Threading the needle between innovation and security has created some friction with the desire to get ahead in geopolitical competition for emerging technologies, but, according to one State Department official, these two missions — maintaining competition while strategically safeguarding human rights — are not necessarily mutually exclusive. 

“AI safety and risk, this truly needs to be a global conversation,” Seth Center, the State Department’s deputy envoy for critical and emerging technology, said in a Thursday conversation hosted by Foreign Policy. He added that this engagement can be done with China, one of the U.S.’s strongest competitors, even in the face of ongoing sanctions and political tensions. 

“Chinese-backed companies are developing powerful AI systems,” he said. “We have shared interests, not just with China, but every country around the world, to make sure that as these systems are developed and deployed, that we have a shared sense and framework for how to manage the risks.”

The Department of State is taking a methodical approach to its posture on AI and the technology’s societal implications on an international scale, all of which hinges on a strong plurilateral and collaborative approach to diplomacy, Center explained.

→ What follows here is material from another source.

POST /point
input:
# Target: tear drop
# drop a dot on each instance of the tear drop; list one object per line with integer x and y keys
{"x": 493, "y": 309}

“The reality is that we have moved extraordinarily quickly into the AI era, both in terms of the evolution of our domestic policy and in the evolution of our diplomacy,” he said. “I say that only as a backdrop to the international conversation, where we've really thought geometrically about expanding the strategy from a domestic approach that captures… a balance between the promise and peril of AI.”

Center said that aligning the G7 intergovernmental cohort around core issues related to the misuse of AI technology is an example of State’s forward-looking diplomacy.

Additionally, he confirmed U.S. participation in the United Nations’ efforts to launch a new resolution on safe and trustworthy AI systems, particularly tailored to the UN’s Sustainable Development Goals. He said that this resolution will aim to ensure the conversation around setting agnostic AI standards will be internationally inclusive.

“We moved quite quickly towards something like an emerging global consensus, at least at the architectural level, around how to strike the right balance,” Center said. “We have to recognize that there's a real diversity of views on finding this right balance between risk and opportunity.”

A key theme in the burgeoning global guidance on responsible AI innovation will be addressing challenges unique to individual nations — mainly debunking the notion that regulatory frameworks will hinder progress in AI technology innovation. 

Despite the recent plurilateral discussions on global AI regulations, including the forthcoming UN resolution and prior international conversations that took place at Bletchley Park in England, Center acknowledged that, ultimately, individual countries will develop varying legal and regulatory frameworks.